Éditorial

Soumis par agnes.desoras le dim, 04/02/2017 - 17:00

 Dimanche 30 avril 2017
Dimanche 7 mai 2017

Entrer dans l'espérance

.« Nous, nous espérions » : au matin de Pâques, au matin de la grande espérance, voilà comment les disciples d’Emmaüs expriment leur dépit à l’inconnu rencontré sur la route ! Ces années passées avec Jésus les avaient fait espérer, et sa mort semble avoir réduit à néant leur espérance.

« Nous, nous espérions » : voilà bien aussi une expression du dépit de notre société, à  peine sortie de l’illusion des grandes idéologies du 19ème et du 20ème siècles et qui se trouve confrontée au chômage et à la violence des attentats. La qualité de la campagne électorale des présidentielles 2017  n’a pas rassuré et laisse de nombreuses personnes insatisfaites.

Le drame des disciples d’Emmaüs et notre drame, c’est que l’espérance chrétienne ne se situe pas dans une simple continuité avec nos espérances humaines. La véritable espérance naît de Pâques et oriente l’homme vers un avenir à la fois certain et qu’il ne peut se donner à lui-même : la vie éternelle. Jésus-Christ est ressuscité d’entre les morts et se présente à l’homme comme l’aboutissement de sa quête. Les six adultes et les dix enfants et jeunes nouvellement baptisés de notre paroisse en sont les témoins.

Tel est l’enjeu du temps pascal : accueillir l’espérance que Jésus ressuscité donne au monde.

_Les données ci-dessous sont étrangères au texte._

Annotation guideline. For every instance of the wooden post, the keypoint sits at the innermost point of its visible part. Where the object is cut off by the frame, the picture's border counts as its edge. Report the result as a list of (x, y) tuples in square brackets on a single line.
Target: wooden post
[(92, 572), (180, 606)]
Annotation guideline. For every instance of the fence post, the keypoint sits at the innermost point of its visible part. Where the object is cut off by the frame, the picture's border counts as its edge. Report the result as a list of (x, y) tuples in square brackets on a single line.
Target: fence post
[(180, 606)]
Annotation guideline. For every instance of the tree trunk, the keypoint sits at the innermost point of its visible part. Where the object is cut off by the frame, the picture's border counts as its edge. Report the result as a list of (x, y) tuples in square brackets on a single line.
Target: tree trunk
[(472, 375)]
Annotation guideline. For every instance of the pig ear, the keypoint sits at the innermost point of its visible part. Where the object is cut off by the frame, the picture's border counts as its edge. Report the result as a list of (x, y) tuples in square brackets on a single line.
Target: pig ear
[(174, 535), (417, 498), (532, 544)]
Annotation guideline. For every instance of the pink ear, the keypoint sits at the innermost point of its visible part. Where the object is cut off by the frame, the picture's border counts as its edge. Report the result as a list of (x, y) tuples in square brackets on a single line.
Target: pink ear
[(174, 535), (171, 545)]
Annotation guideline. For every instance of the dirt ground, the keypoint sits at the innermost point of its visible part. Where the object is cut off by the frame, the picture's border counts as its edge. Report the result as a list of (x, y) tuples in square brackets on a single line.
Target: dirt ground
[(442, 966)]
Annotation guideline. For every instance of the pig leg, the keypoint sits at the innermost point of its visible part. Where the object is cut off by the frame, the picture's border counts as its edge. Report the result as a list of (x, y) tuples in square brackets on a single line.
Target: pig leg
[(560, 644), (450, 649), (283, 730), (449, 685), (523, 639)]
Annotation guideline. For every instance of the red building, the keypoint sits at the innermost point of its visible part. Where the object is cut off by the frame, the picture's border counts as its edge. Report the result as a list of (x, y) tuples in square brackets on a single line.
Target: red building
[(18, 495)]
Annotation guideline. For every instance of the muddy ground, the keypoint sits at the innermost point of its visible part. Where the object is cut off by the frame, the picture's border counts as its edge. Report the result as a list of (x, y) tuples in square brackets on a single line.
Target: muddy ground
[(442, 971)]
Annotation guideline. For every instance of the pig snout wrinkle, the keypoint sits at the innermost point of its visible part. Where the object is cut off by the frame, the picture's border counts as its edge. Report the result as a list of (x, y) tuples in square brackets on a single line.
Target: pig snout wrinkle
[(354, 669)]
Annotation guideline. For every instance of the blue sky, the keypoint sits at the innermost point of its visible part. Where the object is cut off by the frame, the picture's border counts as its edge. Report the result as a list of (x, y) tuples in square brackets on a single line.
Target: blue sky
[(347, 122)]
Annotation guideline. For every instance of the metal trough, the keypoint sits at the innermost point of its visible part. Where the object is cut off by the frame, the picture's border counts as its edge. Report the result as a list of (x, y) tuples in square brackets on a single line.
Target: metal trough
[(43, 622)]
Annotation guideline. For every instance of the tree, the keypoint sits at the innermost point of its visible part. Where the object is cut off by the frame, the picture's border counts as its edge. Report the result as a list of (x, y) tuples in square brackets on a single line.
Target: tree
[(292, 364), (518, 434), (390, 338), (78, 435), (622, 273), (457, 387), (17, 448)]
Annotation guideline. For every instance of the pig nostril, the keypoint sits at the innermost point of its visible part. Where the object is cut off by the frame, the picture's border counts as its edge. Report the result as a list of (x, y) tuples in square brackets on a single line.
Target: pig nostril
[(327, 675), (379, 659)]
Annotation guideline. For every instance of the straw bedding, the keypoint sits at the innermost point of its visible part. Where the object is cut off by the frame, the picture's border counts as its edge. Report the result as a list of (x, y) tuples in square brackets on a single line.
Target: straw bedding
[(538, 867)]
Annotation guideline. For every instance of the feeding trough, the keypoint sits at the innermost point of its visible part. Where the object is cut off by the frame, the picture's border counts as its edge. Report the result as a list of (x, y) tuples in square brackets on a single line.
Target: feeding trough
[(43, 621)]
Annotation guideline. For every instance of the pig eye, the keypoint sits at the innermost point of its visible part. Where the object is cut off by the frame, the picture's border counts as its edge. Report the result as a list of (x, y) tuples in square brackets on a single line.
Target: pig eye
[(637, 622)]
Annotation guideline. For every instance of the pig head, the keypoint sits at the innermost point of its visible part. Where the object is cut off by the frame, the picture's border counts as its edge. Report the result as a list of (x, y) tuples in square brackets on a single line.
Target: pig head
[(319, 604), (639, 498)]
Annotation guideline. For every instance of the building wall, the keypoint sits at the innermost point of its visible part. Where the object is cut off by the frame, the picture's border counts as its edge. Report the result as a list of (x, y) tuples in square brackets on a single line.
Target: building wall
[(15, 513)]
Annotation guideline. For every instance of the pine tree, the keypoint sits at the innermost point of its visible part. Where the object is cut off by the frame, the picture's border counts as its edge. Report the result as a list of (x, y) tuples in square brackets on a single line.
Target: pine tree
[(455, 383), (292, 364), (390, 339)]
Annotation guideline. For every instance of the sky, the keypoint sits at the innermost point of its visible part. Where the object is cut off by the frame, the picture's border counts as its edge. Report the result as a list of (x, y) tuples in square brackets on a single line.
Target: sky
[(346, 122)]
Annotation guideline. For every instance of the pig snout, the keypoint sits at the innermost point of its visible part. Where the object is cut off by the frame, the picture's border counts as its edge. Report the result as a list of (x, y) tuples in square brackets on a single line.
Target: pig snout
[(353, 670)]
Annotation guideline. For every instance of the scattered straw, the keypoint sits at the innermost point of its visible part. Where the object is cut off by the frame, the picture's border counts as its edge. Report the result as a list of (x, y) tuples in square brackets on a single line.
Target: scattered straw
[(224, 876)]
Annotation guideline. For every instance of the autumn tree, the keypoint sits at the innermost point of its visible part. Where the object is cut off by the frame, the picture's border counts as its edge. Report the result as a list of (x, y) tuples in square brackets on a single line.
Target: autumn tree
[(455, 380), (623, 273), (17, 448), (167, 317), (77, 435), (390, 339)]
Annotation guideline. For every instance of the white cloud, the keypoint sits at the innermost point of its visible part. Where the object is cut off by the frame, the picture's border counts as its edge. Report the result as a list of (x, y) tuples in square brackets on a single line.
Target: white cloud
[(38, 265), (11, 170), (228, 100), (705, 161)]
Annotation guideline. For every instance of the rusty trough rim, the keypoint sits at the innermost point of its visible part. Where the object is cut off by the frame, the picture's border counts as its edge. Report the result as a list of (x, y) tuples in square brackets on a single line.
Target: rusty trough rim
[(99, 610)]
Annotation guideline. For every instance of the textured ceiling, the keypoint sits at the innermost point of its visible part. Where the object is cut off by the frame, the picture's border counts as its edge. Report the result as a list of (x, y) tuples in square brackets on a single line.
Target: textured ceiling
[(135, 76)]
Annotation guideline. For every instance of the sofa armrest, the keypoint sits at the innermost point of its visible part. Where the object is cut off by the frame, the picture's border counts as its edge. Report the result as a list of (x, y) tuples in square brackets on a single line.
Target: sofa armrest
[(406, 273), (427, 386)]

Même en temps pascal, il y a donc bien une conversion à opérer pour mettre sa foi et son espérance dans le Ressuscité qui répond aux attentes les plus intimes des hommes. « Ô beauté si nouvelle et si ancienne, bien tard je t’ai aimée » s’exclame saint Augustin. En sa personne, le Christ apporte toute Nouveauté et cette Nouveauté vient renouveler et vivifier l’homme.